A campaign to transform Haworth’s retained fire station into a community-run Worth Valley safety hub is a step closer to achieving its objective.

The building is due to close as a retained fire station at the end of this year.

But West Yorkshire Fire and Rescue Auth-ority’s Community Safety Committee has agreed a package to enable councillors to reach the next stage in their attempt to keep the premises open as an emergency service centre instead.

Councillor John Huxley, chairman of Worth Valley Joint Transport and Emergency Services Committee, which includes representatives from Haworth, Oxenhope and Keighley councils, said councillors now have a plan in front of them that they will discuss in detail.

He said: “It’s been a long process because there was no similar model in the country we could study.

“It’s a ground-breaking concept, and if we succeed in making it work, it could provide the basis for other similar community-run schemes for rural communities.

“After all the discussions, we’ve reached a position where we can recommend to our respective councils a concept we believe will give us the basis to ultimately keep fire-fighting in the Worth Valley and, at the same time, create a service centre that will keep our communities safe.”

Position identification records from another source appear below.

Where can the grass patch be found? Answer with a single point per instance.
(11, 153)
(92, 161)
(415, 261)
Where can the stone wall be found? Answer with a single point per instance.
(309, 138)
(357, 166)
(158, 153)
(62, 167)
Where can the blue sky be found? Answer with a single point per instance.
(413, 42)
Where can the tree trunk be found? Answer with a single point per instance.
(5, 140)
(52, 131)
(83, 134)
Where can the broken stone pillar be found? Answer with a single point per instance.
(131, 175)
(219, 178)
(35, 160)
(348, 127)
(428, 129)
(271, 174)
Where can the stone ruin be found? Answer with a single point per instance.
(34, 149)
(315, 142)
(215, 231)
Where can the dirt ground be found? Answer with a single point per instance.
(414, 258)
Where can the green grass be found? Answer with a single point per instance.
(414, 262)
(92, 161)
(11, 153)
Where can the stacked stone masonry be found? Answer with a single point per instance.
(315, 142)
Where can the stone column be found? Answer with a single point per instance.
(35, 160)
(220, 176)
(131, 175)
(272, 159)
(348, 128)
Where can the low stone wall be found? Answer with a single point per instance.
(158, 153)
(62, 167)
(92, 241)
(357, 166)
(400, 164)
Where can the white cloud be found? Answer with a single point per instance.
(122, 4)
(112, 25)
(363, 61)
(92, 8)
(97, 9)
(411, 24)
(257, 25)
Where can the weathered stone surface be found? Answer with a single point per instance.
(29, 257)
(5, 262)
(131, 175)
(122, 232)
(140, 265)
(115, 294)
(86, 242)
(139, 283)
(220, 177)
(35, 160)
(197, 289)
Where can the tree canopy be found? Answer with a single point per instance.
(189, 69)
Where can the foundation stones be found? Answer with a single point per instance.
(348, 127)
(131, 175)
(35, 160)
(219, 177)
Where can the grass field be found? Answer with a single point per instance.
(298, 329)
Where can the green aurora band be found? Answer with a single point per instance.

The plan to keep the property open in its new guise was tabled for discussion at Haworth, Cross Roads and Stanbury Parish Council’s meeting on Tuesday.

It will also be debated by Keighley Town Council and Oxenhope Parish Council.

If a community takeover of the fire station becomes a reality, this will see the creation of a volunteer-run service that would be fully trained in fire prevention and other community safety skills.

Ultimately, it is hoped the centre could gradually increase its skill-base to a point where a volunteer fire-fighting unit, complementary to the full-time firefighters at Keighley Fire Station, could be established.

Campaigners would also like to see the building act as a hub for not only fire and rescue, but as a base for neighbourhood policing and for the Calderdale Hill Rescue Service.

Deputy chief fire officer Steve Beckley said: “We already use volunteers to support our community safety activity in some areas, and this project offers an exciting opportunity to formalise a true partnership, where local people contribute to keeping their community safe by preventing fires and other incidents, such as road traffic collisions.”